ひととおり歌ったあと・・・「せんせー『あたろうかあたろうよ』ってなにー?」と聞く子供あり。
聞けばその子は「くじに当たる」の意味を考えていたらしい。

「『たきびにあたる』とか『火にあたる』とか言わない?」と聞くと、もちろん知っている子も多いが「知らないー」とフシギそうにする子もけっこういた。
そうか。
「火にあたる」という文化は平成8年生まれの1年生たちにはないのか。

・・・私たちが子供のころは秋の落ち葉を集めてたきびをしその中で焼き芋を作ったりした。
10年ほど前までも、ここらでは秋になると落ち葉を燃やす煙があちこちで上がり、あの煙のいぶされたような匂いに冬の訪れを感じたものである。
でもここ数年ダイオキシンがなんとかかんとか・・でたきびなんてやっているとすぐに通報され消防署が来て指導されてしまうご時世だ。
「たきび」そのものを実際に見たことがない子が大半。

彼らには「火にあたる」どころか「ストーブにあたる」文化もないらしい。
寒いときには部屋全体があたためられるエアコンやヒーターの時代。
石油ストーブにかじかんだ手をかざして部屋が暖まるのを待つ、そんなことも知らない時代の子供たちだ。
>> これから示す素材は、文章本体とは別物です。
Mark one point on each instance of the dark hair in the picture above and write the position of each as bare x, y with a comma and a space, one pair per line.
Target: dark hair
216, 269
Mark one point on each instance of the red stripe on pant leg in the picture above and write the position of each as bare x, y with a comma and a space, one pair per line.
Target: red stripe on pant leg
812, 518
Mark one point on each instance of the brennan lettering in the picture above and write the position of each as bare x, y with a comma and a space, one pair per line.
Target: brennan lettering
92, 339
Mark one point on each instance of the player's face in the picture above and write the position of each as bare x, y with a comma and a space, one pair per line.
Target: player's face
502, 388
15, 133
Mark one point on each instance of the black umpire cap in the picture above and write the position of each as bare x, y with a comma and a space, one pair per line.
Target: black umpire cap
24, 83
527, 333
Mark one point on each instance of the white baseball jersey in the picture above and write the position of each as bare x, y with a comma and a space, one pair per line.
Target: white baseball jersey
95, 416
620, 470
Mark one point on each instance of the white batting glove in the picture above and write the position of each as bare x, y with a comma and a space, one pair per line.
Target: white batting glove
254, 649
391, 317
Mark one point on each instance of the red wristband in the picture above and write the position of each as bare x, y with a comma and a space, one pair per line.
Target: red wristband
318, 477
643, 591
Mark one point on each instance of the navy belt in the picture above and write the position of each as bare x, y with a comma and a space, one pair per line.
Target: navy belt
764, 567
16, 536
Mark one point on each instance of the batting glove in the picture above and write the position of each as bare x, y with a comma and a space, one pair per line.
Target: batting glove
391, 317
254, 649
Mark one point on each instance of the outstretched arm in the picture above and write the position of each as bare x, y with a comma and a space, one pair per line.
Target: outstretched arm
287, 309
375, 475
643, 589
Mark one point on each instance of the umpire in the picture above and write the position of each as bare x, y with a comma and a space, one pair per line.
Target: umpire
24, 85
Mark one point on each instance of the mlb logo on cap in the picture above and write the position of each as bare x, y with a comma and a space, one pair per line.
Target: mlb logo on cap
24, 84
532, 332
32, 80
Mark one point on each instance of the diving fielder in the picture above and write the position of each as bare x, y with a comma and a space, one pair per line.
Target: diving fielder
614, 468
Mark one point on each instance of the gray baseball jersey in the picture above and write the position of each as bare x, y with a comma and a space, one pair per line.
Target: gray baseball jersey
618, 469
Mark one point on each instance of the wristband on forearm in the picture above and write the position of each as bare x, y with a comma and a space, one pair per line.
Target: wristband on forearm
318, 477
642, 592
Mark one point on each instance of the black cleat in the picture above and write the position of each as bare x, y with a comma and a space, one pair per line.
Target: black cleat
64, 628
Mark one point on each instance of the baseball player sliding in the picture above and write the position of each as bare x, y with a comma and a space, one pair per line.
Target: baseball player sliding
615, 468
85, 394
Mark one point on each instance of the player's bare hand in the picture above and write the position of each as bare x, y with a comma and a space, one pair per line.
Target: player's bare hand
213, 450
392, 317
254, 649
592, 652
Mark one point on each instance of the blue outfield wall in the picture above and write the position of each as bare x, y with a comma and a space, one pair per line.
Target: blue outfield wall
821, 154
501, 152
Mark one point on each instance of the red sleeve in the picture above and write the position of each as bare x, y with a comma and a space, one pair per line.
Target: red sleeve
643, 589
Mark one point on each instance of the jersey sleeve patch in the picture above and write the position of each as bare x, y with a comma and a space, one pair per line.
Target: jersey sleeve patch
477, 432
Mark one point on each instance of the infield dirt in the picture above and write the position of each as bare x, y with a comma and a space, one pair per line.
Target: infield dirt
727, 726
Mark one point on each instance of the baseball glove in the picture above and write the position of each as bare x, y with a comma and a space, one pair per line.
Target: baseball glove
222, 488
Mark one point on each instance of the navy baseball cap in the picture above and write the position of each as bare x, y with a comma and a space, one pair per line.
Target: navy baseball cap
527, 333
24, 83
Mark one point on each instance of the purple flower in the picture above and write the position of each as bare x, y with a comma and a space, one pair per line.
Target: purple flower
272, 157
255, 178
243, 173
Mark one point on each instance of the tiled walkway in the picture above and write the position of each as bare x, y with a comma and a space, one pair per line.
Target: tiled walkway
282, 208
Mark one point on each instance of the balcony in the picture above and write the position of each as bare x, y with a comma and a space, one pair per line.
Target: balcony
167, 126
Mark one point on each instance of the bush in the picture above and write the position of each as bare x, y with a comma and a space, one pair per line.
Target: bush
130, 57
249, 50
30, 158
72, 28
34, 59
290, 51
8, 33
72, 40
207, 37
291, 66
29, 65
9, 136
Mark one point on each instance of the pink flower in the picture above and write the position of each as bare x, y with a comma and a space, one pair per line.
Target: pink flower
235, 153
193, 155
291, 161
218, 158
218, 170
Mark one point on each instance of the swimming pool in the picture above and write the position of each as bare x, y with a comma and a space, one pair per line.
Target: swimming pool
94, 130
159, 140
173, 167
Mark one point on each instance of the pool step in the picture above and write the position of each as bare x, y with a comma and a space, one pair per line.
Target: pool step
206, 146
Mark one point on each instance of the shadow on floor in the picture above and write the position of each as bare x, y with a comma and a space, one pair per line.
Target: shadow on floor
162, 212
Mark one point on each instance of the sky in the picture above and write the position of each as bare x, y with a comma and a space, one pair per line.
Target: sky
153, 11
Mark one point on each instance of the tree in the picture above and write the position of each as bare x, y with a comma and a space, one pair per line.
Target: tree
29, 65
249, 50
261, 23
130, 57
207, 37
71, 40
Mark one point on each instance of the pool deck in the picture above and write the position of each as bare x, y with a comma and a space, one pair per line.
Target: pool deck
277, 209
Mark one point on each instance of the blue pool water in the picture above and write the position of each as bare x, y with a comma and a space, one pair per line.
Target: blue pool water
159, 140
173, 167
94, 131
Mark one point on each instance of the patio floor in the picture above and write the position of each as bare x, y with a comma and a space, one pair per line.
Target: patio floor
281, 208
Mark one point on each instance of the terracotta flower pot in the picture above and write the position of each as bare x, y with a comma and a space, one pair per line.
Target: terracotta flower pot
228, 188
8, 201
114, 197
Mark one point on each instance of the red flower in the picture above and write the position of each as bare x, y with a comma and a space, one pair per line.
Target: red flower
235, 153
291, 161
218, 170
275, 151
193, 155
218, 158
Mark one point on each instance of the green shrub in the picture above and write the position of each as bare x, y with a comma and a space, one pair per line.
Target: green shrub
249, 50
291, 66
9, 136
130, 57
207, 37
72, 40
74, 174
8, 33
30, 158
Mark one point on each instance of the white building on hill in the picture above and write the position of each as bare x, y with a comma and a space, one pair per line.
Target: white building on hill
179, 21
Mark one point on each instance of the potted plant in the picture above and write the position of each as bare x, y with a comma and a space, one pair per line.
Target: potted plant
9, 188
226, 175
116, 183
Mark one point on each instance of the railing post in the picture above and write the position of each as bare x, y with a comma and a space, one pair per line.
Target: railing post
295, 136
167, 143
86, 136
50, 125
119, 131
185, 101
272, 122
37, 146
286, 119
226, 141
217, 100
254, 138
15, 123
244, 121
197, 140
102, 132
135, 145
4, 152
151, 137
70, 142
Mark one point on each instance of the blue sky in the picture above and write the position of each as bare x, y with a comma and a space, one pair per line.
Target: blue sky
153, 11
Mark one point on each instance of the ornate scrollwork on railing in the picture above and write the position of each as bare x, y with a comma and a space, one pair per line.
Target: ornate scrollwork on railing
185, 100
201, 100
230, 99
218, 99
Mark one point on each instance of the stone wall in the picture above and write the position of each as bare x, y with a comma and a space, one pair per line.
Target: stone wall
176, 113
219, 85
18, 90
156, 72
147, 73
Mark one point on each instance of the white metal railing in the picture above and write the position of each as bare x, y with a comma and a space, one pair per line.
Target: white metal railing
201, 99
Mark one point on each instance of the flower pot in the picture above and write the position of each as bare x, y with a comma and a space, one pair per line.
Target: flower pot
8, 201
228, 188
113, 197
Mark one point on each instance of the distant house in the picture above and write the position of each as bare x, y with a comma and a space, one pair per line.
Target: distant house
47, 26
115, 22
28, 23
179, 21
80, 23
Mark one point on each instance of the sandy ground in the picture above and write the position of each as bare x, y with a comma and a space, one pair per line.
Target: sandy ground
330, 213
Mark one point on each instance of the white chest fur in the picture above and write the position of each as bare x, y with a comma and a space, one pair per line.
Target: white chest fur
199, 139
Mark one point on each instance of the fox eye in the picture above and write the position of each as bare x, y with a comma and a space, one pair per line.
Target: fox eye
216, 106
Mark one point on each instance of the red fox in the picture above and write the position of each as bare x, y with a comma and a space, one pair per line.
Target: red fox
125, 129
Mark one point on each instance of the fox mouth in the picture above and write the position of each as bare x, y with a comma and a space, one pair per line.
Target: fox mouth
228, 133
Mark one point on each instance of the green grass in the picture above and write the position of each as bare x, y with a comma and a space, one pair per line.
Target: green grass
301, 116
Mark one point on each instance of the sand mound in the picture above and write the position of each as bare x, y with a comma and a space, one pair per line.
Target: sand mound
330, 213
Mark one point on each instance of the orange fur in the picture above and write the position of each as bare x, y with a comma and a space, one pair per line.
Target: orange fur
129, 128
そう思ってこの「たきび」の歌詞を子供たちと意味を考えながら見ていくと・・・
「かきね」も知らないし2番にで出てくる「しもやけおててがもうかゆい」も意味不明な歌詞のよう。
「手のここんところがね、冬になるとガサガサになって赤くなってかゆくてひどいときは血がでたりするんだよ」と「しもやけ」を説明するが・・・
だいたい「しもやけ」ができる環境に彼らはいない。
私だって「しもやけがかゆい」は実感としてないもんなあ。

そして「おちばたき」。
私もその部分は子供のころは意味不明で「落ち葉焚き(落ち葉を焚くこと)」と気づいたのはわりとあとだった。
「葉っぱがね滝のようになっていっぱいおちてくること」「落ち葉の滝だよー」「落ち葉をたたくことだよ」とかいろいろかわいい答えが返ってくる。
「落ち葉炊き」を説明するには日本にはかつて落ち葉を集めて焚くという文化が存在した・・なんてことから説明しなければいけなくなる。
ふうー。

そういえば、私も子供のころ「ふるさと」の歌詞、「♪うさぎおいしかのやま」は「うさぎがおいしい」だと思っていた。
(だって、うさぎは食用だったもん→http://diary.note.ne.jp/34236/20030915)
「あおげは尊し」の「♪今こそわかれめ」だって「こそ+已然形」で強調の意味なのだが、「分かれ目」だと思っていた。
ついでにいうと「巨人の星」だって「♪重いコンダラ」だと思っていた。
重い「コンダラ」というものを星飛雄馬が力の限り引いてトレーニングするのである・・・。

まあそんなこんなで、失われつつある日本の文化「たきび」を考える音楽のお勉強の時間だった。